Having read the news from NESF today:

 Twelfth Dividend Target

NextEnergy Solar Fund, a leading specialist investor in solar energy and energy storage, is pleased to announce the Board has approved a maintained dividend target of 8.43p per Ordinary Share for the financial year ending 31 March 2026.

The Board believes that this maintained dividend target appropriately balances the interests of the Company’s shareholders and other stakeholders with the Company’s available uses of capital.

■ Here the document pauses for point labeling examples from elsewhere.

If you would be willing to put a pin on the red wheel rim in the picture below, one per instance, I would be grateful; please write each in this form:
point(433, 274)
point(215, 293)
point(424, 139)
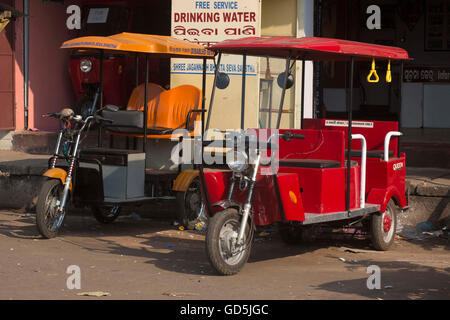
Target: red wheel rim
point(387, 222)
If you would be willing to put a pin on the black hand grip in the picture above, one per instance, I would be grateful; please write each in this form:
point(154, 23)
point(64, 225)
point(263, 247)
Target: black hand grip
point(101, 119)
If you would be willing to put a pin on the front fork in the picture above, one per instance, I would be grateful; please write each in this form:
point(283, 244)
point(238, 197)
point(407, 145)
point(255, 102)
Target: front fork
point(68, 180)
point(248, 202)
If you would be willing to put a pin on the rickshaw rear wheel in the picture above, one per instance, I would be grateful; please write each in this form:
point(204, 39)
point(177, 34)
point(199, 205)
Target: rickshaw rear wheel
point(222, 231)
point(106, 214)
point(48, 218)
point(383, 227)
point(291, 235)
point(189, 205)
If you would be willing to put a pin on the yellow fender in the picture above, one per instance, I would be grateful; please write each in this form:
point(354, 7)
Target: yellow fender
point(57, 173)
point(184, 179)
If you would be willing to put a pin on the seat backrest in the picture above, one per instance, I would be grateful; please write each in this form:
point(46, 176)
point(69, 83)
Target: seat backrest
point(174, 106)
point(136, 101)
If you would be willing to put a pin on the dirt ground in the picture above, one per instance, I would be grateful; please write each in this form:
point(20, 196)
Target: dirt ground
point(140, 258)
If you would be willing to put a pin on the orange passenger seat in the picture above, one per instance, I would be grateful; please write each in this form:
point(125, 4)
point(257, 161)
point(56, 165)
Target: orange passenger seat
point(167, 111)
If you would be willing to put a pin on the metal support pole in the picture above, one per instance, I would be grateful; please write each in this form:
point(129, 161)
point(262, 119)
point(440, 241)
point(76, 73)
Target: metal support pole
point(99, 137)
point(137, 69)
point(26, 53)
point(400, 107)
point(145, 103)
point(283, 94)
point(349, 135)
point(244, 69)
point(213, 93)
point(303, 94)
point(204, 97)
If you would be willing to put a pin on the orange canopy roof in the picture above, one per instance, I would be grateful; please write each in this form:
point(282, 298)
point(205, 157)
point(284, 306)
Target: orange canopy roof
point(143, 43)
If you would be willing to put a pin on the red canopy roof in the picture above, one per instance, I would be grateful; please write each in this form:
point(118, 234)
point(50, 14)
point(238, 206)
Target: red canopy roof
point(310, 48)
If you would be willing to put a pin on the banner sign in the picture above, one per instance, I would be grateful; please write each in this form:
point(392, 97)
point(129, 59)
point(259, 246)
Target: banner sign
point(426, 74)
point(208, 22)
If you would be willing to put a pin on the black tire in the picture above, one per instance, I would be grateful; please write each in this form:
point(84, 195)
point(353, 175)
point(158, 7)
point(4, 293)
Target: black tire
point(189, 205)
point(47, 209)
point(383, 227)
point(106, 214)
point(222, 227)
point(291, 235)
point(83, 106)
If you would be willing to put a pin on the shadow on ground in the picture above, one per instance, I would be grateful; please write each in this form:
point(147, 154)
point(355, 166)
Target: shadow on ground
point(397, 277)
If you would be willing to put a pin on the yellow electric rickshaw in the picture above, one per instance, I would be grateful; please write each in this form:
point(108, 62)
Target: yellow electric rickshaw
point(107, 178)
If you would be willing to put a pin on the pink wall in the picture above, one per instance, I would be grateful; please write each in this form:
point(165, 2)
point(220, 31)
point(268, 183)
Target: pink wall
point(50, 88)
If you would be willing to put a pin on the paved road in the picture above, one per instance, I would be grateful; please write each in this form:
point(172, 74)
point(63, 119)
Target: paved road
point(150, 259)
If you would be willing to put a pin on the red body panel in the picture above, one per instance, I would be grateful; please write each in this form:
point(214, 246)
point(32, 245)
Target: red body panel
point(310, 48)
point(317, 191)
point(291, 200)
point(323, 190)
point(382, 181)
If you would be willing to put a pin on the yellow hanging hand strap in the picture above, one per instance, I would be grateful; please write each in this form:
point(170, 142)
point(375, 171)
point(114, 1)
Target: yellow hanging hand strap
point(373, 72)
point(389, 73)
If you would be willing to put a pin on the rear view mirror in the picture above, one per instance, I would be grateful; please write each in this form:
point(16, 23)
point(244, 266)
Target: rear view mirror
point(222, 80)
point(289, 83)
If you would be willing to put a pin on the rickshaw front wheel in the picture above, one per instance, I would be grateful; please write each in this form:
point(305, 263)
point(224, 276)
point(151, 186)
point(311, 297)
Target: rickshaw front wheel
point(221, 235)
point(48, 217)
point(383, 227)
point(105, 214)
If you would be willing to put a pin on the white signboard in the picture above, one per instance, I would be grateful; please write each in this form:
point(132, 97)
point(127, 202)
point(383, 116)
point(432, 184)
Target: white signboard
point(344, 123)
point(98, 15)
point(208, 22)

The Company’s dividend target offers an attractive c.12% dividend yield which is fully covered, representing one of the largest dividend yields in the FTSE 350 based on the Company’s closing share price on 14 May 2025.

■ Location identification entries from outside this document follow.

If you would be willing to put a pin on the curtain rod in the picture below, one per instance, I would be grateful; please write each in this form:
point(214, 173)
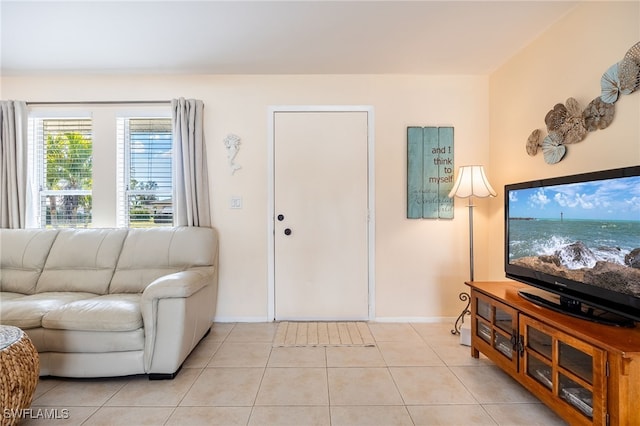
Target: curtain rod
point(98, 102)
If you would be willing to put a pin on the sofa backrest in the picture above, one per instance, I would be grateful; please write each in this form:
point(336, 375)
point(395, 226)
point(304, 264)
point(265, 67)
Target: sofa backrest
point(23, 253)
point(148, 254)
point(82, 260)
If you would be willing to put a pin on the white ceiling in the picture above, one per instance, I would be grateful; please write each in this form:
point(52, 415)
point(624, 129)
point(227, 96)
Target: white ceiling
point(269, 37)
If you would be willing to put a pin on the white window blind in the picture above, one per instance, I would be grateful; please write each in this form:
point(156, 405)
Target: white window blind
point(145, 147)
point(64, 159)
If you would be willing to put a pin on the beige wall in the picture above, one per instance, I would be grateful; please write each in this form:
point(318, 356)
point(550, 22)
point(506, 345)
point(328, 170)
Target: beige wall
point(420, 264)
point(568, 60)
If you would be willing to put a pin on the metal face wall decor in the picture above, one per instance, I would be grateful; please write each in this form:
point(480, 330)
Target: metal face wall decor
point(430, 172)
point(568, 123)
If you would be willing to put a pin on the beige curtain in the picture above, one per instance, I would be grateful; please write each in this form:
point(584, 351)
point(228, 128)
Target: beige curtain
point(13, 164)
point(190, 177)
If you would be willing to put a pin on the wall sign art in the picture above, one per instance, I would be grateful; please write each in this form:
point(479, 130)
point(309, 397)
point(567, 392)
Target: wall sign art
point(430, 172)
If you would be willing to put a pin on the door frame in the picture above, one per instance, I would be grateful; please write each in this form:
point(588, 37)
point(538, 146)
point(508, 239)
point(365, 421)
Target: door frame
point(272, 110)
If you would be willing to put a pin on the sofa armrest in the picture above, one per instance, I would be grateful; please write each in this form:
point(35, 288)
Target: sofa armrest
point(179, 285)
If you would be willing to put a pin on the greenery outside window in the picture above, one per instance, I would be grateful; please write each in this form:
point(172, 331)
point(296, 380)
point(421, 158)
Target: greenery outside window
point(146, 200)
point(65, 157)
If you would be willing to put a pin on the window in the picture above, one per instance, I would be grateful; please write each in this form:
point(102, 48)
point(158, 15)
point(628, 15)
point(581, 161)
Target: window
point(101, 167)
point(65, 159)
point(147, 181)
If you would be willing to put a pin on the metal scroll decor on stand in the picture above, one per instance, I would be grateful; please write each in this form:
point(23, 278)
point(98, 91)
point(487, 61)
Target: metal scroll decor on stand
point(471, 182)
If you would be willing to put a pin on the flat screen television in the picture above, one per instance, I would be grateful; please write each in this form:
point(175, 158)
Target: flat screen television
point(576, 241)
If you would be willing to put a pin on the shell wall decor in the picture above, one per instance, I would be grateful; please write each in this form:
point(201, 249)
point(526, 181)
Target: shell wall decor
point(568, 123)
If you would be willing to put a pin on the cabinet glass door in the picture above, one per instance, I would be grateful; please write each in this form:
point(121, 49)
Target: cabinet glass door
point(494, 331)
point(570, 370)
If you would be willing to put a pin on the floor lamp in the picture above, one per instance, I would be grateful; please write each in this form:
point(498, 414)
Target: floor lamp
point(471, 182)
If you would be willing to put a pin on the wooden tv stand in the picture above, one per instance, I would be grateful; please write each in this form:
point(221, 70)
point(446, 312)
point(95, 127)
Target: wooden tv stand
point(587, 373)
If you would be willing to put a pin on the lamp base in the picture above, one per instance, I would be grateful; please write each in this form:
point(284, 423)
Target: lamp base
point(460, 320)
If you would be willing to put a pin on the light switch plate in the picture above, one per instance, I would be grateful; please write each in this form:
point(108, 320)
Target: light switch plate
point(235, 202)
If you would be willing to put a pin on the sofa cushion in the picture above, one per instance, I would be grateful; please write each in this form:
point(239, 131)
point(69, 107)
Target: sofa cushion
point(27, 311)
point(78, 341)
point(23, 253)
point(148, 254)
point(82, 260)
point(113, 312)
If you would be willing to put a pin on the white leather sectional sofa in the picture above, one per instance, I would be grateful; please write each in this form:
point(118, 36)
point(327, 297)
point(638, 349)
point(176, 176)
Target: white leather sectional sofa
point(110, 302)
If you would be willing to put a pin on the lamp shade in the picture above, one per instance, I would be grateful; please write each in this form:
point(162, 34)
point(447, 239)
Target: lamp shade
point(472, 182)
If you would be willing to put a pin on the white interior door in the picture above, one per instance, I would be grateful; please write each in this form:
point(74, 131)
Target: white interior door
point(320, 260)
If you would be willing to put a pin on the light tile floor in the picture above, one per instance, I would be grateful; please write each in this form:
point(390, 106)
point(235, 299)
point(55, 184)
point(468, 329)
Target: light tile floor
point(418, 374)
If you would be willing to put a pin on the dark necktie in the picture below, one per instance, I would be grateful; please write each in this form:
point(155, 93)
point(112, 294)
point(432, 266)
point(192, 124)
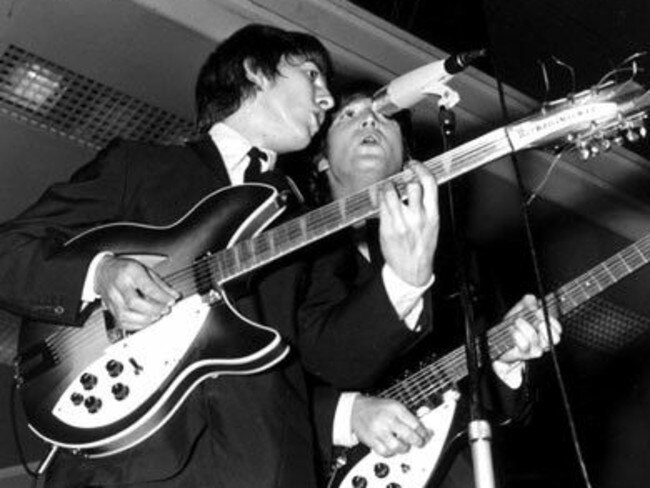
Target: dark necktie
point(372, 239)
point(254, 168)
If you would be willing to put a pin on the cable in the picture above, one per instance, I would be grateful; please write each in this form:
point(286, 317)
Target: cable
point(14, 428)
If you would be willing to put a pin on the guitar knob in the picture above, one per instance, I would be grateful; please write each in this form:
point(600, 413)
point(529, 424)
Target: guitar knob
point(93, 404)
point(584, 153)
point(359, 482)
point(120, 391)
point(76, 398)
point(381, 470)
point(114, 368)
point(88, 381)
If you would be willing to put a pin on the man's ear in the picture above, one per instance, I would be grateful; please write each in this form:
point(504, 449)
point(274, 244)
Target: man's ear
point(253, 74)
point(323, 164)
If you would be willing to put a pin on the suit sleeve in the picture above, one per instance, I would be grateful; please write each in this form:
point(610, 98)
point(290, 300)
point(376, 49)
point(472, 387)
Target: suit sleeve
point(349, 330)
point(46, 276)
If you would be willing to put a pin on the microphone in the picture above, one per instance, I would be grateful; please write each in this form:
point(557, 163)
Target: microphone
point(411, 88)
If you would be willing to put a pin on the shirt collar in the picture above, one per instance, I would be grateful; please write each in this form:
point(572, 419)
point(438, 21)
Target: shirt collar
point(233, 148)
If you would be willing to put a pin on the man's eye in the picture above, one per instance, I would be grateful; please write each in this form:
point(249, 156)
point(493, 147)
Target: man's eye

The dividend target is forecast to be covered in a range of 1.1x – 1.3x by earnings post-debt amortisation, supported by a high degree of visibility of the Company’s revenues.  As of 15 May 2025, the Company’s forecasted total revenues for the year ending 31 March 2026 are 94% fixed through its RPI-linked government-backed subsidies and the Company’s active power hedging strategy.

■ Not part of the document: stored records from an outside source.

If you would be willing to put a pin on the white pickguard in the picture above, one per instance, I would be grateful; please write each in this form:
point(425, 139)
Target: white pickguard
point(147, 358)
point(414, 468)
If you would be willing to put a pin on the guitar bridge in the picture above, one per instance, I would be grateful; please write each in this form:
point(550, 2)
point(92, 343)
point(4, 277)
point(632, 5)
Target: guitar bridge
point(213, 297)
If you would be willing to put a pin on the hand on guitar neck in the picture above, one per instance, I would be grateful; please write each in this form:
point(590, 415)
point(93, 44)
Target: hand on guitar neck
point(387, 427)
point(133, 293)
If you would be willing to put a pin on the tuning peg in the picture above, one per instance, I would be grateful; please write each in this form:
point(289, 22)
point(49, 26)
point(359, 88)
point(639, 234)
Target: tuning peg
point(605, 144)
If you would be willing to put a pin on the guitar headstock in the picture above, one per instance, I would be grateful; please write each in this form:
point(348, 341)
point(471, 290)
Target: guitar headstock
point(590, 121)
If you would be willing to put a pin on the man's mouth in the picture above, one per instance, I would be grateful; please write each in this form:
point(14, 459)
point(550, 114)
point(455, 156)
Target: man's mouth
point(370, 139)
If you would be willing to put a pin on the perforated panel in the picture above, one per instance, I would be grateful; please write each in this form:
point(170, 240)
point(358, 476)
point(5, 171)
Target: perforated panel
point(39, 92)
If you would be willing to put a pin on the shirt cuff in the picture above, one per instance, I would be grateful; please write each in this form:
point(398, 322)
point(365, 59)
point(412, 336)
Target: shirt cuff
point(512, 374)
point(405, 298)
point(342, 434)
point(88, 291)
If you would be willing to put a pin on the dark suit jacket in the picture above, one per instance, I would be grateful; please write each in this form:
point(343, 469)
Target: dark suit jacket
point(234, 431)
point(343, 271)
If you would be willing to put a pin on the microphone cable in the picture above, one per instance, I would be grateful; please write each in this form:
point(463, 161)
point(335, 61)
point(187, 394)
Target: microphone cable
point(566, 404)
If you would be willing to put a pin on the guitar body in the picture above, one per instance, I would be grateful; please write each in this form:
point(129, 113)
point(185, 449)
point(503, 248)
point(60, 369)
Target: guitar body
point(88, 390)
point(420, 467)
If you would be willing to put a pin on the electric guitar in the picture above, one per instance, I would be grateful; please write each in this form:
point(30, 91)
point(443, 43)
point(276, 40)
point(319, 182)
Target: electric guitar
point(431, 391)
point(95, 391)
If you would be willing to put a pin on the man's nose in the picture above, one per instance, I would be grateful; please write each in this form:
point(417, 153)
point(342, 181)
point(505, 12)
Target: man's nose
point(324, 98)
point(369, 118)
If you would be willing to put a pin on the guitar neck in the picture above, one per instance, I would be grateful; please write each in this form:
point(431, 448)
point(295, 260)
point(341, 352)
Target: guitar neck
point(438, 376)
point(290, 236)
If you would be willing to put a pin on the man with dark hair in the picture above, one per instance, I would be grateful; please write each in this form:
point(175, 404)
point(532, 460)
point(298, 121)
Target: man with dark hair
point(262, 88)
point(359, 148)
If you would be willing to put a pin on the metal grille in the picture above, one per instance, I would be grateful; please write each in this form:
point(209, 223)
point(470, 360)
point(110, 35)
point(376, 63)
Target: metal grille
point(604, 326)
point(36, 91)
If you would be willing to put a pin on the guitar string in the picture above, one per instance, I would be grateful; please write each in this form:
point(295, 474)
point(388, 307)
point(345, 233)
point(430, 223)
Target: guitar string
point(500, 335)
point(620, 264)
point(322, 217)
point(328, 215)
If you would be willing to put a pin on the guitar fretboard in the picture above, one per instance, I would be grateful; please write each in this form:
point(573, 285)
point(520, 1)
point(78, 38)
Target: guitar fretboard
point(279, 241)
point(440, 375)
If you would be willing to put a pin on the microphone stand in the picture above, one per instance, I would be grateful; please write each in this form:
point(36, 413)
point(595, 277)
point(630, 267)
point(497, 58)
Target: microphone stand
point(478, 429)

 Irradiance across the period has been lower than we have seen in recent years, however, pleasingly the months that follow this quarter have benefited from excellent weather and we look forward to this being reflected in portfolio numbers in future updates. 

Having done your own research, you can only own trust the management until they are proved wrong, it could be market forces outside their control or they may have been too optimistic with their fcast

You may want to buy the yield but are still nervous because the yield is above the market average, so you could pair trade with a lower yielding Gilt or U$ Treasury, both are risk free if held until maturity.

If you had 10k to invest.

5k in NESF would provide yield of around 12%

5k in a government gilt, held withing a tax free wrapper.

A blended yield of 16%, so a yield 8% a year to re-invest back into your Snowball.